Structure of the Trypsin Inhibitor plotted using NGLview.
The highlighted
amino acids are the proline (Pro2, Pro8, Pro9, and Pro13), asparagine
(Asn24, Asn43, and Ans44), and glutamine (Gln31) residues.[67] The N-terminal is near the 310-helix
colored in red, and the C-terminal is near the α-helix colored
in blue.
Molecular Dynamics Simulations
The
GROMACS simulation structure was prepared by solvating the protein
with SPC/E water[68] covering the protein
with a layer of at least 1 nm of water using periodic boundary conditions.
A total of 6898 water molecules were included. Six chlorine counterions
were added to keep the simulation box neutral. The protein and chlorine
were treated using the OPLS-AA force field.[69] The system preparation and simulations were performed with GROMACS
version 4.6.3.[70] Following an initial equilibration,
the system was simulated for 1 ns using 2 fs time steps and saving
every tenth frame. A 1 nm cutoff was used for the short-range interactions,
and Particle-Mesh-Ewald[71] was used for
the long-range interactions. A simple 1 nm cutoff was used for the
Lennard-Jones interactions. The temperature was kept constant at 300
K using the velocity rescaling scheme,[72] and the pressure was kept constant at 1 bar using the Parrinello–Rahman
barostat.[73]The MD trajectory generated
with GROMACS was analyzed using AIM. For all calculations, a cutoff
of 2 nm was used for the electrostatic mappings,[74] and the nearest neighbor coupling and frequency shifts[46] were applied. The neighbor searching algorithm
was applied with updates for every 50 stored frame using a cutoff of 2.5 nm. The dielectric constant used
for the long-range coupling was set to one. These settings replicate
typical choices of previous studies.[49] Two
separate Hamiltonian trajectories were generated. For the first, we
used the Jansen electrostatic map[42] for
frequencies and dipoles and the transition-dipole coupling scheme
of Tasumi.[75] For the other Hamiltonian
trajectory, the Skinner electrostatic map was used[41] together with transition dipoles of Torii[75] and the transition-charge coupling scheme.[46] In both cases, the position of the peptide bond carbon
atom was stored as the position for the vibrational modes. These mapping
combinations were chosen, as they were found to perform the best in
the previous benchmark studies.[49]For the NAMD simulations, the structure was prepared by solvating
the protein with TIP3P water[76] covering
the protein with a layer of at least 1 nm of water using periodic
boundary conditions. A total of 2547 water molecules were included.
Six chlorine counterions were added to keep the simulation box neutral.

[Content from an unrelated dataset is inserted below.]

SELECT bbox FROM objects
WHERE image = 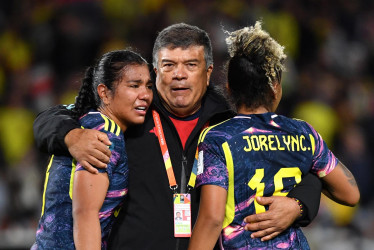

The protein and chlorine were treated using the CHARMM36m force field.[77] The system preparation and simulations were
performed with NAMD version 2.14.[61] Following
an initial equilibration, the system was simulated for 1 ns using
2 fs time steps and saving every tenth frame. A 1 nm cutoff was used
for the short-range interactions. and Particle-Mesh-Ewald[71] was used for the long-range interactions. A
1 nm cutoff with a shifting function and a 0.9 nm shifting distance
was used for the Lennard-Jones interactions. The temperature was kept
constant at 300 K, and the pressure was kept constant at 1 bar using
the Langevin algorithms for temperature and pressure.The MD
trajectory generated with NAMD was analyzed using AIM. For
all calculations, a cutoff of 1.8 nm was used for the electrostatic
mappings, and the nearest neighbor coupling and frequency shifts[46] were applied. The slightly shorter cutoff was
needed to avoid issues with the periodic boundary, as the simulation
box was smaller than that of the GROMACS calculations. The neighbor
searching algorithm was applied with updates for every 50 stored frame using a cutoff of 2.5 nm. The dielectric
constant used for the long-range coupling was set to one just as for
the GROMACS trajectories. One Hamiltonian trajectory was generated.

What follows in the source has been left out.